This document explains how WinCross handles significance testing for both unweighted and weighted data. It provides guidance on using the built-in Significance Testing Tool—originally developed for unweighted data—and outlines how different statistical programs, such as WinCross and SPSS, approach the treatment of weights in testing means and percentages. The paper emphasizes that the WinCross method yields more accurate results, detailing how to input weighted means, standard deviations, and effective sample sizes correctly for reliable analysis.

Authored by Dr. Albert Madansky, this paper compares how WinCross, Quantum, and SPSS compute the standard error of a weighted mean. It explains the theoretical foundation behind each method and demonstrates why WinCross’s approach—using the unweighted variance and effective sample size (b)—provides an unbiased estimate of the variance of a weighted mean. In contrast, SPSS employs a “weighted variance” and the sum of the weights as its sample size, leading to biased results. Through formulas and a practical example, the document shows how these differing methodologies impact hypothesis testing and underscores the statistical rigor of the WinCross approach.

Written by Dr. Albert Madansky, this paper compares how WinCross, SPSS, and Mentor (CfMC) handle significance testing with weighted means. It breaks down the mathematical foundations behind each system’s computation of the standard error and variance, highlighting how these differences affect test accuracy. The document concludes that WinCross’s method—using the unweighted variance and effective sample size—provides the most statistically reliable results, as it produces an unbiased and lower-variance estimate of the true population variance. The paper also demonstrates how to replicate each software’s method using T-Test templates, showing why the WinCross approach is preferred for precise and defensible hypothesis testing.

In this simulation study by Dr. Albert Madansky, 1,000 random samples were generated to compare how WinCross, SPSS, and Mentor estimate the variance of a weighted mean. The results show that both WinCross and Mentor provide unbiased estimates, while SPSS tends to overestimate due to its weighting method. However, WinCross demonstrates a smaller standard deviation in its estimates, meaning its results are consistently closer to the true variance. The paper concludes that the WinCross approach is statistically superior, producing more stable and accurate estimates of weighted variance across repeated samples.
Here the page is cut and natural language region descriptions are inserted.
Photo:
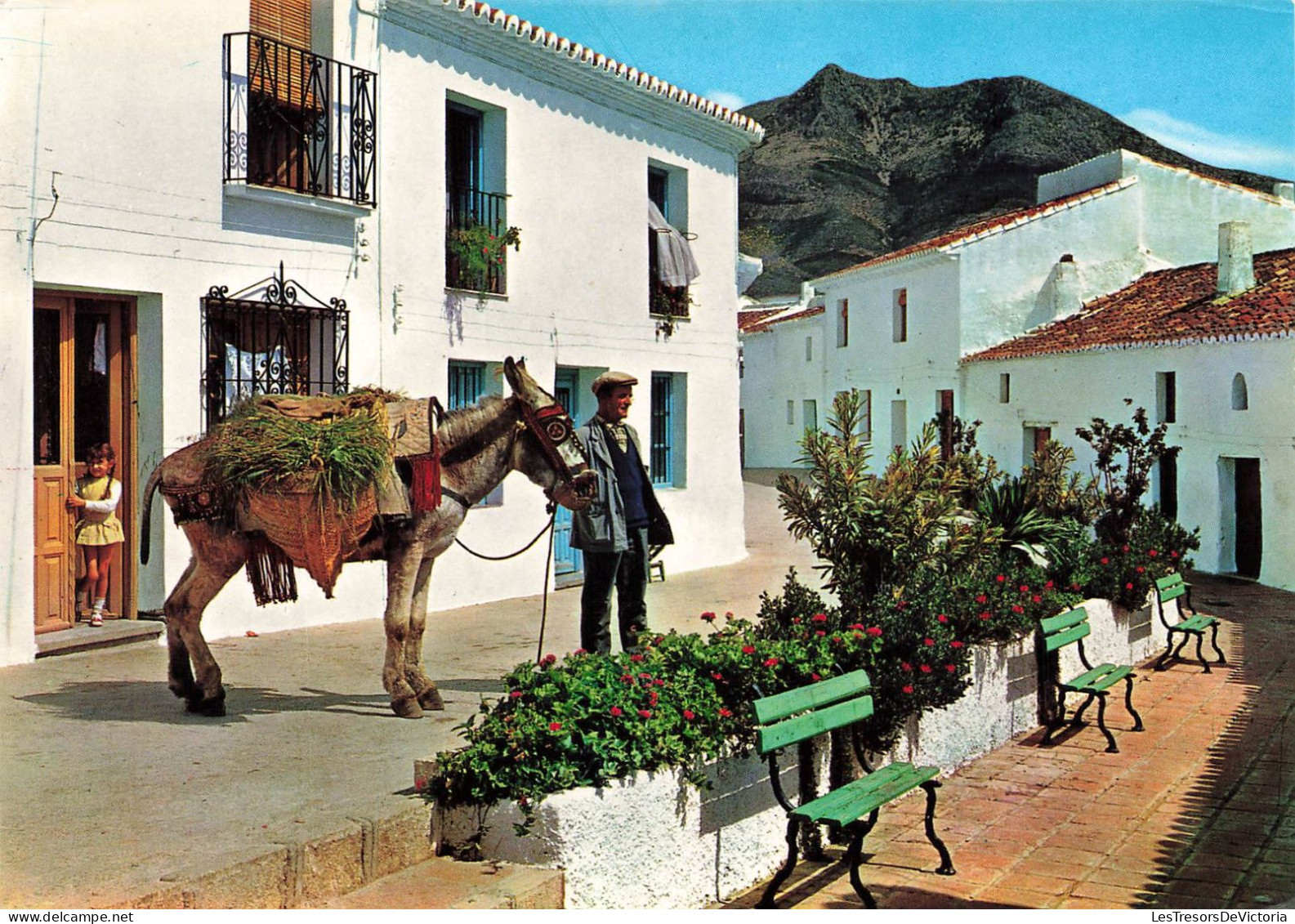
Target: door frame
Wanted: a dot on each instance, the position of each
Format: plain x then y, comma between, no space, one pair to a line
123,431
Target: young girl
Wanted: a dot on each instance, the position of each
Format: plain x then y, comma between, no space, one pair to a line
99,532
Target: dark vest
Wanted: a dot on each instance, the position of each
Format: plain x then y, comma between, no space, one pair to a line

This paper by Dr. Albert Madansky provides a detailed theoretical comparison of how WinCross, SPSS, and Mentor (CfMC) calculate the variance of a weighted mean. It breaks down each program’s mathematical method, explaining the role of effective sample size and weighting bias in determining the accuracy of statistical results. The analysis shows that WinCross and Mentor both produce unbiased estimates, but the WinCross estimator (s²/f) has a smaller variance—making it the more efficient and reliable choice. SPSS, by contrast, applies a biased weighting formula that inflates variance estimates and reduces test precision. The paper mathematically demonstrates why WinCross yields more stable and consistent significance testing outcomes.

This paper by Dr. Albert Madansky examines how to test whether the mean of a subgroup (“part”) differs significantly from that of the total group (“whole”). It compares the WinCross t-test approach with the National Assessment of Educational Progress (NAEP) method. WinCross calculates the variance of the part–whole difference using a formulation that provides greater sensitivity and accuracy, while the NAEP approach produces a larger standard error, leading to fewer detected differences. The analysis shows that the WinCross method more precisely identifies real differences between a subset and its parent population, particularly when the subset is a substantial portion of the total sample.
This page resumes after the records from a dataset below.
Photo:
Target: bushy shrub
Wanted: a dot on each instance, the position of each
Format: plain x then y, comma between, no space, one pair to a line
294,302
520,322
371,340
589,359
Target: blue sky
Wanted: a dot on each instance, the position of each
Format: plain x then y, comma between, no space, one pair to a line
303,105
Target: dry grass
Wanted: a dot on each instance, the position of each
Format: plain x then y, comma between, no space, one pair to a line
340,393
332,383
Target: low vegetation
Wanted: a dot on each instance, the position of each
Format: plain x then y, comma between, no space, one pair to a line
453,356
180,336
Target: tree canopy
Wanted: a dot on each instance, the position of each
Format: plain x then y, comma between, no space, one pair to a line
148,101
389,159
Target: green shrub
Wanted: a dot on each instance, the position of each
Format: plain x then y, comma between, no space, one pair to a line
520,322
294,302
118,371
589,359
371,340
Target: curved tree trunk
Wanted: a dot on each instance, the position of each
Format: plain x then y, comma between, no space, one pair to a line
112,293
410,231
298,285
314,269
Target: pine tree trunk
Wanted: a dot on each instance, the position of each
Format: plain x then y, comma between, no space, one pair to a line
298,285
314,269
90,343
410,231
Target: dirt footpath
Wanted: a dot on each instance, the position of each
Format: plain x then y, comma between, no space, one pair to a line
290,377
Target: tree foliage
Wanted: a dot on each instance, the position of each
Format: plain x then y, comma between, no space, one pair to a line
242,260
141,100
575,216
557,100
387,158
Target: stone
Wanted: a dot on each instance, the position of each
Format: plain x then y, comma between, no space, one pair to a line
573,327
This paper addresses situations where statistical tests can misleadingly indicate “significant” differences due to overlapping or disproportionate samples. Dr. Albert Madansky explains how comparisons involving shared respondents—or cases where a subset (“part”) makes up almost all or very little of a dataset (“whole”)—can distort test results. The document details both mean and proportion comparisons, showing how variance approaches zero as overlap increases, falsely inflating t or z statistics. To prevent such errors, WinCross automatically flags and suppresses results where overlap exceeds 95% or is below 5%, ensuring that only meaningful differences are reported.
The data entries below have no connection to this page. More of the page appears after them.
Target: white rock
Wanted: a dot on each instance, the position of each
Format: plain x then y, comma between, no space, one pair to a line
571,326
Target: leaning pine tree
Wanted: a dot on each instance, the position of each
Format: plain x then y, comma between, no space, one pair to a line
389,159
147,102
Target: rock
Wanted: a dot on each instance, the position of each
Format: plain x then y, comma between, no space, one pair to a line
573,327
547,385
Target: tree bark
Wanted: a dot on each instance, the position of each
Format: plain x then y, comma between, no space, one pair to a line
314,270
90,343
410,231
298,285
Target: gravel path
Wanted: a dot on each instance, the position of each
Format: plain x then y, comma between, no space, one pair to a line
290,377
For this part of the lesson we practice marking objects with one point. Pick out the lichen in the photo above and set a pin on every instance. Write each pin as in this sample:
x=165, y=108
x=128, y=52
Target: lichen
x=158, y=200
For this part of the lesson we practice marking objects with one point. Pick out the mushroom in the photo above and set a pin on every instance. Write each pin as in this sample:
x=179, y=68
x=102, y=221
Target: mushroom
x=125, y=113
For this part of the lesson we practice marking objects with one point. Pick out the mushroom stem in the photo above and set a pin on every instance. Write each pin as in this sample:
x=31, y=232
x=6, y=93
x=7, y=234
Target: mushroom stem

In this paper, Dr. Albert Madansky outlines the correct statistical approach for testing differences between Net Promoter Scores (NPS) across samples. It explains that NPS, derived from “promoters,” “passives,” and “detractors,” follows a multinomial distribution, and that treating these proportions as independent—as many analyses mistakenly do—underestimates the true variance, leading to false significance. The document provides the correct formulas for both unweighted and weighted NPS comparisons, incorporating effective sample size adjustments for accurate variance estimation. It also discusses complex scenarios such as overlapping samples or correlated responses, ensuring researchers apply valid inference techniques when comparing NPS across groups or time periods.